Studies regarding MCM2 and TOP2A are contradictory. Some authors reported their utility for screening of precancerous lesions and cervical cancer, while others consider that the expression level of MCM2 cannot predict post-treatment response and tumor stage [23,24].
Few studies have followed patients, analyzing their survival and prognosis. In this regard, the appropriate mechanisms and pathways are less understood. Yang et al. claimed, in 2020, that in addition to influencing other genes, they may also play a key role in post-translational modification or activation of certain other pathways, resulting in a prolonged patient survival, which requires more research in the area [25].
In 2020, Ding et al. reported the first study proving that when compared to p16INK4a and Ki67, ProEx C staining is an independent risk factor for LSIL development over two years. The research provides a method for identifying LSIL patients who are at a higher risk of developing cancer [26].
The results of our study showed that ProEx C has two important roles: the first is to facilitate the identification of atypical cells on the smear, especially cells with high-grade lesions and the second is to interpret the presence of a brown nuclear marking of a cell atypical being correlated with an increased risk of high-grade injury.
ProEx C immunolabeling has occasionally been observed in benign endocervical cells and metaplastic cells. These may be a potential reason for diagnostic error, so it is very important to correlate cell morphology with the result of ProEx C labeling. The exact cause of staining of these cells has not yet been demonstrated. A plausible explanation could be the presence of inflammation and its mediators. For this reason, it is important to interpret the ProEx C label carefully because not every stained core should be interpreted as a positive result. Only when a cell is morphologically assessed and shows cytological atypia, nuclear staining should be stated as a positive result.
In the present study, an increase in ProEx C positivity was found from smears with ASC-US to LSIL, HSIL, and SCC, respectively. ProEx C was absent in all cases of NILM. The use of the ICC label for ProEx C showed moderate Sn, whereas the Sp and PPV are superior to other markers.
In the absence of a reliable HP diagnosis of a high-grade lesion, a positive ProEx C result in patients with ASC-US or LSIL indicates overexpression of MCM2 and TOP2A and the need for closer follow-up of these cases due to the risk of progression of lesions in the near future [27].
ProEx C positivity was frequently found in patients with high-grade intraepithelial lesions and rarely in patients with mild dysplasia. The use of the ICC label for ProEx C on cervical smears showed Sp and Ac, greatly reducing the percentage of false-positive results. The presence of the ProEx C marking on ASC-US/LSIL smears raises the suspicion of a high-grade intraepithelial lesion, and careful monitoring of these cases is required.
⧉ Conclusions
The present study suggests that ProEx C may be used to increase the Ac of cytological diagnosis on cervical smears.
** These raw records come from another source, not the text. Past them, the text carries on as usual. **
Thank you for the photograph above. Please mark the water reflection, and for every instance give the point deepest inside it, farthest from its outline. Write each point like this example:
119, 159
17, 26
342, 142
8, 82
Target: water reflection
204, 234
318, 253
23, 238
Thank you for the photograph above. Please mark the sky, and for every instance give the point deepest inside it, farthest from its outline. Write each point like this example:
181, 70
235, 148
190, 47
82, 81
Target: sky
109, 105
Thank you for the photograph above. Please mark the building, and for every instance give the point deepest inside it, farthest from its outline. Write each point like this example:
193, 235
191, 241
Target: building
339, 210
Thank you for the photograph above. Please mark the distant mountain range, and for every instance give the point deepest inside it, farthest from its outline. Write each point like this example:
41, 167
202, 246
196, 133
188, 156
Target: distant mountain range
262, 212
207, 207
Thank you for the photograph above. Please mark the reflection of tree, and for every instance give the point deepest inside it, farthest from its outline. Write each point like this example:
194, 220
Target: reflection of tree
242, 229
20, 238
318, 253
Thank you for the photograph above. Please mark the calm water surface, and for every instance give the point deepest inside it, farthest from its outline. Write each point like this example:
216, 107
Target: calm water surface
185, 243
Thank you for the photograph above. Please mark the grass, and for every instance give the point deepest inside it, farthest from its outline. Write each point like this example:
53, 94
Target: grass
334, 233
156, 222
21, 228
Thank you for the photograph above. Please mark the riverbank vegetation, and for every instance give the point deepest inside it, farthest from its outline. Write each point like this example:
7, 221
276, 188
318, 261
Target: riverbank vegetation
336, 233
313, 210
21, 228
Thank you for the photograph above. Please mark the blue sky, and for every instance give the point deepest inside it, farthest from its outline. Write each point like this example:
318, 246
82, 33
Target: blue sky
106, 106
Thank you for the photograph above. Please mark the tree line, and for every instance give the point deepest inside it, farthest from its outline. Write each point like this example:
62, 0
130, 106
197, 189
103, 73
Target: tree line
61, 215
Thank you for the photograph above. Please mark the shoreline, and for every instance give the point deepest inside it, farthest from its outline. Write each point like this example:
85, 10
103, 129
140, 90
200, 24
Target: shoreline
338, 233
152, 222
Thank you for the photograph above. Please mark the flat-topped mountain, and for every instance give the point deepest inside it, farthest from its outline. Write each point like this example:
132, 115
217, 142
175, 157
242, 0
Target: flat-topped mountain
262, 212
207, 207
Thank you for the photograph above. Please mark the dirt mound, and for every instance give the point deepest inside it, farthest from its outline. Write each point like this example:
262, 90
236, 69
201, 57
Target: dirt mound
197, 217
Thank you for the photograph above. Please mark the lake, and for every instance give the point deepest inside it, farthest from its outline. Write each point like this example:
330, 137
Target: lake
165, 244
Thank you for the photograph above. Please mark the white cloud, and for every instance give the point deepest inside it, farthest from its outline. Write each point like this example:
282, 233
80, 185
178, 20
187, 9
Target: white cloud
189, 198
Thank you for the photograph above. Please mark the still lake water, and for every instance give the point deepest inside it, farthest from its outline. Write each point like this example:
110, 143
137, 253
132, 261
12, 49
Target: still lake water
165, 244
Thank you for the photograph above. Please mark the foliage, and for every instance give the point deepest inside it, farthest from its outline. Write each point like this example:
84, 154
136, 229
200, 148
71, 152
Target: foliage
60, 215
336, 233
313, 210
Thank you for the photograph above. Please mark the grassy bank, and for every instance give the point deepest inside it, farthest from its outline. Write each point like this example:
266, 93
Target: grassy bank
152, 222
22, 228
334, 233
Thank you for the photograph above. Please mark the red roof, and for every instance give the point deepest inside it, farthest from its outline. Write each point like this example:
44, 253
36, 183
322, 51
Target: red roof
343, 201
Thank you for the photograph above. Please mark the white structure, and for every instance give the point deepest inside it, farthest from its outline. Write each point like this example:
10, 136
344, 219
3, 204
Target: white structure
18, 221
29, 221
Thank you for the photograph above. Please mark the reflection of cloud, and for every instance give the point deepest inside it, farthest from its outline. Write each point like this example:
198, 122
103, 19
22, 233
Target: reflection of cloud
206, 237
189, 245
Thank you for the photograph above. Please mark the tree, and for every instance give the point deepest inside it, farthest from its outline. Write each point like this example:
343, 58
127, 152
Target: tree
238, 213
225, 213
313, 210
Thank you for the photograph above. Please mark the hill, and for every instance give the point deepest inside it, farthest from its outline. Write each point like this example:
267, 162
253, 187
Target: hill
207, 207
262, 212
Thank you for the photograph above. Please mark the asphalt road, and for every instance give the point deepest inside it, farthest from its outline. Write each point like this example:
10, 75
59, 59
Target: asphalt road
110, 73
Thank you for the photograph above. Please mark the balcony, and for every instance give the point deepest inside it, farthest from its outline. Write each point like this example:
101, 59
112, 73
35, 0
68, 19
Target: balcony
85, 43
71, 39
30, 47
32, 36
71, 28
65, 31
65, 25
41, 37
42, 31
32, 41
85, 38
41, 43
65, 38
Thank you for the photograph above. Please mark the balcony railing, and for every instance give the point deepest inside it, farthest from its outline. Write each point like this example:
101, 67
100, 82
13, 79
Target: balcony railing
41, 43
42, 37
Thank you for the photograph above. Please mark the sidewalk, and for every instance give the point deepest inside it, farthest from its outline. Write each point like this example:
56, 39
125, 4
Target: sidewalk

This marker is also useful in detecting unidentified high-grade lesions on ASC-US/LSIL smears, being very useful in establishing the conduct of these cases. In the future, this marker can be used in addition to cervical cytology to increase the Sn and Sp of this test.
Conflict of interests
The authors declare that they have no conflict of interests.
Acknowledgments
Acknowledgments
This research was carried out in collaboration with doctors from the Cuza-Vodă Obstetrics–Gynecology Hospital, Iaşi, Romania, and from the Department of Molecular Virology, Ştefan S. Nicolau Institute of Virology, Bucharest, Romania. The study was partially founded by research project PNII 41-030/2007.